Merge pull request #503 from mendableai/bugfix/empty-excludes

[Bug] Fixed the empty excludes.filter is undefined bug
2024-11-16 11:42:24 +08:00 · 2024-08-05 20:42:21 -04:00 · 2024-08-05 20:42:21 -04:00 · 72f2c3616f
commit 72f2c3616f
parent 789c6cf5d7 f32e8de156
2 changed files with 23 additions and 8 deletions
--- a/apps/api/src/lib/entities.ts
+++ b/apps/api/src/lib/entities.ts
@ -42,8 +42,8 @@ export type SearchOptions = {

 export type CrawlerOptions = {
  returnOnlyUrls?: boolean;
-  includes?: string[];
-  excludes?: string[];
+  includes?: string | string[];
+  excludes?: string | string[];
  maxCrawledLinks?: number;
  maxDepth?: number;
  limit?: number;
--- a/apps/api/src/scraper/WebScraper/index.ts
+++ b/apps/api/src/scraper/WebScraper/index.ts
@ -27,8 +27,8 @@ export class WebScraperDataProvider {
  private bullJobId: string;
  private urls: string[] = [""];
  private mode: "single_urls" | "sitemap" | "crawl" = "single_urls";
-  private includes: string[];
-  private excludes: string[];
+  private includes: string | string[];
+  private excludes: string | string[];
  private maxCrawledLinks: number;
  private maxCrawledDepth: number = 10;
  private returnOnlyUrls: boolean;
@ -171,8 +171,8 @@ export class WebScraperDataProvider {
    const crawler = new WebCrawler({
      jobId: this.jobId,
      initialUrl: this.urls[0],
-      includes: this.includes,
-      excludes: this.excludes,
+      includes: Array.isArray(this.includes) ? this.includes : this.includes.split(','),
+      excludes: Array.isArray(this.excludes) ? this.excludes : this.excludes.split(','),
      maxCrawledLinks: this.maxCrawledLinks,
      maxCrawledDepth: getAdjustedMaxDepth(this.urls[0], this.maxCrawledDepth),
      limit: this.limit,
@ -445,6 +445,10 @@ export class WebScraperDataProvider {
      const url = new URL(document.metadata.sourceURL);
      const path = url.pathname;

+      if (!Array.isArray(this.excludes)) {
+        this.excludes = this.excludes.split(',');
+      }
+
      if (this.excludes.length > 0 && this.excludes[0] !== "") {
        // Check if the link should be excluded
        if (
@ -456,6 +460,10 @@ export class WebScraperDataProvider {
        }
      }

+      if (!Array.isArray(this.includes)) {
+        this.includes = this.includes.split(',');
+      }
+
      if (this.includes.length > 0 && this.includes[0] !== "") {
        // Check if the link matches the include patterns, if any are specified
        if (this.includes.length > 0) {
@ -567,8 +575,15 @@ export class WebScraperDataProvider {
      options.crawlerOptions?.replaceAllPathsWithAbsolutePaths ??
      options.pageOptions?.replaceAllPathsWithAbsolutePaths ??
      false;
-    //! @nicolas, for some reason this was being injected and breaking everything.
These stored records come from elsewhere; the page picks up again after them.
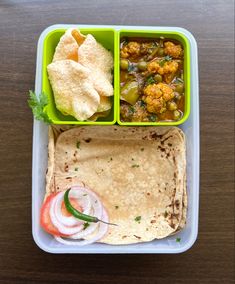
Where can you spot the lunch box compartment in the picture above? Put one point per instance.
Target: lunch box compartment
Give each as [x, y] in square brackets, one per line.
[157, 34]
[177, 243]
[108, 38]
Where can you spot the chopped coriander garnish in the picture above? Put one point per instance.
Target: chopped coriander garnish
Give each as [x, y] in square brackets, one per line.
[135, 166]
[85, 225]
[138, 218]
[37, 104]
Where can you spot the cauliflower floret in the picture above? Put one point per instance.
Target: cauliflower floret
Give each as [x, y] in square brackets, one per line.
[131, 49]
[168, 67]
[156, 96]
[173, 50]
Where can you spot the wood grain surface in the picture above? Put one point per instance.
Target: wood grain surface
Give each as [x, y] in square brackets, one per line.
[211, 259]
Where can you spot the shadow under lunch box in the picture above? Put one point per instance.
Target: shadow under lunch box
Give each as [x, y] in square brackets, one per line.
[189, 124]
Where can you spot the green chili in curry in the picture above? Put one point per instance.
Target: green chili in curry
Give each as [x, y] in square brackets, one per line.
[151, 78]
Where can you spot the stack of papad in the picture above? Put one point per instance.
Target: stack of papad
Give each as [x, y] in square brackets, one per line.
[139, 174]
[80, 76]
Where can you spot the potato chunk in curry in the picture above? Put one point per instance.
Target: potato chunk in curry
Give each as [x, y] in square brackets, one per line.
[155, 68]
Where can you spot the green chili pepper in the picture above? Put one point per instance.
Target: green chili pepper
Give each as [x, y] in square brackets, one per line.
[78, 214]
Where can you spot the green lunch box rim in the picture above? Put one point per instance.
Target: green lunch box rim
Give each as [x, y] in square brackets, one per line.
[183, 39]
[116, 53]
[45, 75]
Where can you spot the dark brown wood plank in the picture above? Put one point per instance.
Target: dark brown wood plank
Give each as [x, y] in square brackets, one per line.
[211, 259]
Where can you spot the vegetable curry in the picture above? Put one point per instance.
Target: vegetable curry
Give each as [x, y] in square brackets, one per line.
[151, 78]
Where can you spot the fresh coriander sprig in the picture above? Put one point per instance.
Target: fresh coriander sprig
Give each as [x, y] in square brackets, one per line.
[37, 105]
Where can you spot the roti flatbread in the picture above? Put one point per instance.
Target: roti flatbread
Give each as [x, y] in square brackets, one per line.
[138, 173]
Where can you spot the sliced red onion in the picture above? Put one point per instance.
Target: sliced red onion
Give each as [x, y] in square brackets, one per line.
[63, 229]
[73, 227]
[102, 230]
[83, 200]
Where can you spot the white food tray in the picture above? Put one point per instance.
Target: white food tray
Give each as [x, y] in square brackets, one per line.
[191, 129]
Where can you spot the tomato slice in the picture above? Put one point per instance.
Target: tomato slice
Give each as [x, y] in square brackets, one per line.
[45, 219]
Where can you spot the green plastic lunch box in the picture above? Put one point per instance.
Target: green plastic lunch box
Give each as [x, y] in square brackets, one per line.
[110, 39]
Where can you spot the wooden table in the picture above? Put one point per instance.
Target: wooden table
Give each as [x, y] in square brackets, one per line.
[211, 259]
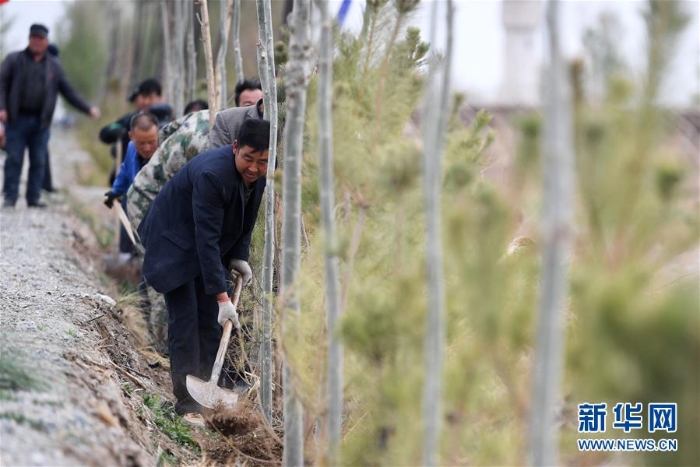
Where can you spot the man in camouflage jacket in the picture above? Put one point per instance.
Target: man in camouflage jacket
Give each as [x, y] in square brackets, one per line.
[182, 140]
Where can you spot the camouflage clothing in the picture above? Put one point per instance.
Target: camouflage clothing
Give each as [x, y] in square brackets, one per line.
[182, 140]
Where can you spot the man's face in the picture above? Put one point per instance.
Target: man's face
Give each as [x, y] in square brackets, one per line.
[146, 142]
[249, 97]
[144, 101]
[38, 44]
[251, 164]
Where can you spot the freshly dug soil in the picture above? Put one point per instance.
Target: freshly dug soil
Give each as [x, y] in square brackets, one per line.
[77, 384]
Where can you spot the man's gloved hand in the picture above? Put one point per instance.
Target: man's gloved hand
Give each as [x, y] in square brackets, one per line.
[110, 196]
[242, 267]
[227, 311]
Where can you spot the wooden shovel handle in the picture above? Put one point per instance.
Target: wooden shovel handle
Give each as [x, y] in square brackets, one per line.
[226, 334]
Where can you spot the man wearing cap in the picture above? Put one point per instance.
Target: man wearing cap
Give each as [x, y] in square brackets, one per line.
[30, 81]
[146, 97]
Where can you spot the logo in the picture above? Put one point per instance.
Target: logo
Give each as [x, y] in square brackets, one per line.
[628, 417]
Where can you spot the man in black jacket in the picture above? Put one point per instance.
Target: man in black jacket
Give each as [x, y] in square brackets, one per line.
[200, 225]
[30, 81]
[146, 97]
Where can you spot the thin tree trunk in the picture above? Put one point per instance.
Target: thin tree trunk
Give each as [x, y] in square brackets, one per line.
[178, 56]
[325, 144]
[556, 233]
[297, 82]
[435, 127]
[236, 34]
[113, 50]
[191, 54]
[167, 52]
[266, 70]
[209, 60]
[226, 13]
[140, 38]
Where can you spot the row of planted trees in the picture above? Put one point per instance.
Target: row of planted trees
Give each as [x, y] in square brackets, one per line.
[406, 324]
[109, 47]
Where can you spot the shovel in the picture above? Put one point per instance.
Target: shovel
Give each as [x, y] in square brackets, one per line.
[208, 393]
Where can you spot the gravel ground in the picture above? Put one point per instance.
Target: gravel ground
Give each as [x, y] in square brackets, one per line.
[64, 403]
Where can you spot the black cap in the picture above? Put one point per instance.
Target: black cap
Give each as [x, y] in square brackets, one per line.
[134, 93]
[53, 49]
[38, 30]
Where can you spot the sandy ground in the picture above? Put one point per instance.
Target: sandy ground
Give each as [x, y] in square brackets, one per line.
[73, 380]
[58, 326]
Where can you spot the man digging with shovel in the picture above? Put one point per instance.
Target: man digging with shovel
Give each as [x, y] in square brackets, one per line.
[199, 226]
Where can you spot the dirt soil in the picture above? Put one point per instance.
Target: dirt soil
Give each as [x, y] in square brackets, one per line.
[75, 387]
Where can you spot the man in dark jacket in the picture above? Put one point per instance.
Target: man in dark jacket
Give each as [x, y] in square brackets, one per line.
[198, 226]
[30, 81]
[146, 97]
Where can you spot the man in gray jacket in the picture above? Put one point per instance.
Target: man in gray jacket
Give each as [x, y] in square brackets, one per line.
[30, 81]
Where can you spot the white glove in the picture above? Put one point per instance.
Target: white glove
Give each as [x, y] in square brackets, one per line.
[226, 312]
[243, 268]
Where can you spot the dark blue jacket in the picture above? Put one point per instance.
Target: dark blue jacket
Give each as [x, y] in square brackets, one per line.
[131, 166]
[12, 79]
[198, 222]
Don't have time to find source of the issue so adding this check
-    this.excludes = this.excludes.filter((item) => item !== "");
+
+    if (typeof options.crawlerOptions?.excludes === 'string') {
+      this.excludes = options.crawlerOptions?.excludes.split(',').filter((item) => item.trim() !== "");
+    }
+
+    if (typeof options.crawlerOptions?.includes === 'string') {
+      this.includes = options.crawlerOptions?.includes.split(',').filter((item) => item.trim() !== "");
+    }
+
    this.crawlerMode = options.crawlerOptions?.mode ?? "default";
    this.ignoreSitemap = options.crawlerOptions?.ignoreSitemap ?? false;
    this.allowBackwardCrawling =